This repository contains a Convolutional Neural Network (CNN) designed to identify art drawn by Randall Munroe and Nicholas Gurewitch. The model leverages deep learning techniques to achieve high accuracy in distinguishing between these two distinct comic styles.
The repository includes a carefully curated dataset, straightforward preprocessing scripts, and user-friendly model training and evaluation pipelines. Comprehensive documentation is provided to facilitate reproducibility and encourage further exploration in the field of machine learning for art analysis
- Trained model
- Training script
- Classification script
- Jupyter notebook for visualization
- Curated dataset
- Introduction
- Model Architecture
- Dataset
- Training Procedure
- Results
- Usage
- Contributing
- License
Comic strips are a unique form of artistic expression, each with its own style and thematic elements. This project aims to utilize a CNN to automate the classification of comics, providing insights into the stylistic differences between the works of Randall Munroe, creator of xkcd and artist Nicholas Gurewitch.
The CNN architecture consists of two convolutional layers and pooling layers, followed by fully connected layers for classification. The model is designed to be lightweight and efficient, allowing for rapid training and inference.
- Convolutional Layers: Extracts features from comic images.
- Pooling Layers: Reduces dimensionality while retaining important information.
- Fully Connected Layers: Classifies the extracted features into the respective comic categories.
The dataset comprises a collection of drawings from both XKCD and Perry Bible Fellowship, sampled randomly from their respective archives.

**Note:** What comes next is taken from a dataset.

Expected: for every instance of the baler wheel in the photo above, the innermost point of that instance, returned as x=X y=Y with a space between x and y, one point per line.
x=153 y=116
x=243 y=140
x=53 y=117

Each comic is labeled according to its source, allowing the model to learn the distinguishing features of each artist's style.
- Total Images: 1017
- Training: 907
- Test Set: 110
The model is trained using a simple yet effective approach, achieving satisfactory performance in just a few epochs. This rapid training process is a testament to the model's efficiency and the quality of the dataset.
- Epochs: 7
- Batch Size: 16
- Optimizer: Stochastic Gradient Descent
- Loss Function: Binary Cross-Entropy with Logits Loss
- Load and preprocess the dataset.
- Define the CNN architecture.
- Compile the model with the chosen optimizer and loss function.
- Train the model on the training set while validating on the validation set.
The model demonstrates solid performance in classifying the comic strips. Below are the performance metrics and visualizations of the results.
Accuracy: 87%
Loss: 0.01937
Accuracy Chart Figure 1: Test Accuracy Over Epochs
To use the model for classifying new comic strips, follow these steps:
Clone the repository:
git clone https://github.com/kratss/artist_discriminator
cd artist_discriminator
Install the required dependencies (available via pip, conda, and most distribution repositories):
install matplotlib numpy pytorch
Run the classification script:
- Place your folder of images in ./images or use the provided images
- Run
python classify.py
Reproduce the model with provided data or your own dataset:
- Find the original dataset in ./data/ or provide a custom dataset in ./data
- Run
python train.py
- Receive trained model in working directory
Data Structure
data
└─ comics
├─ artist_1
│ ├── img1.jpg
│ └── img2.jpg
└─ artist_2
├── img1.jpg
└── img2.jpg
Contributions are welcome! If you have suggestions for improvements or additional features, please open an issue or submit a pull request.
This project is licensed under the MIT License. See the LICENSE file for more details.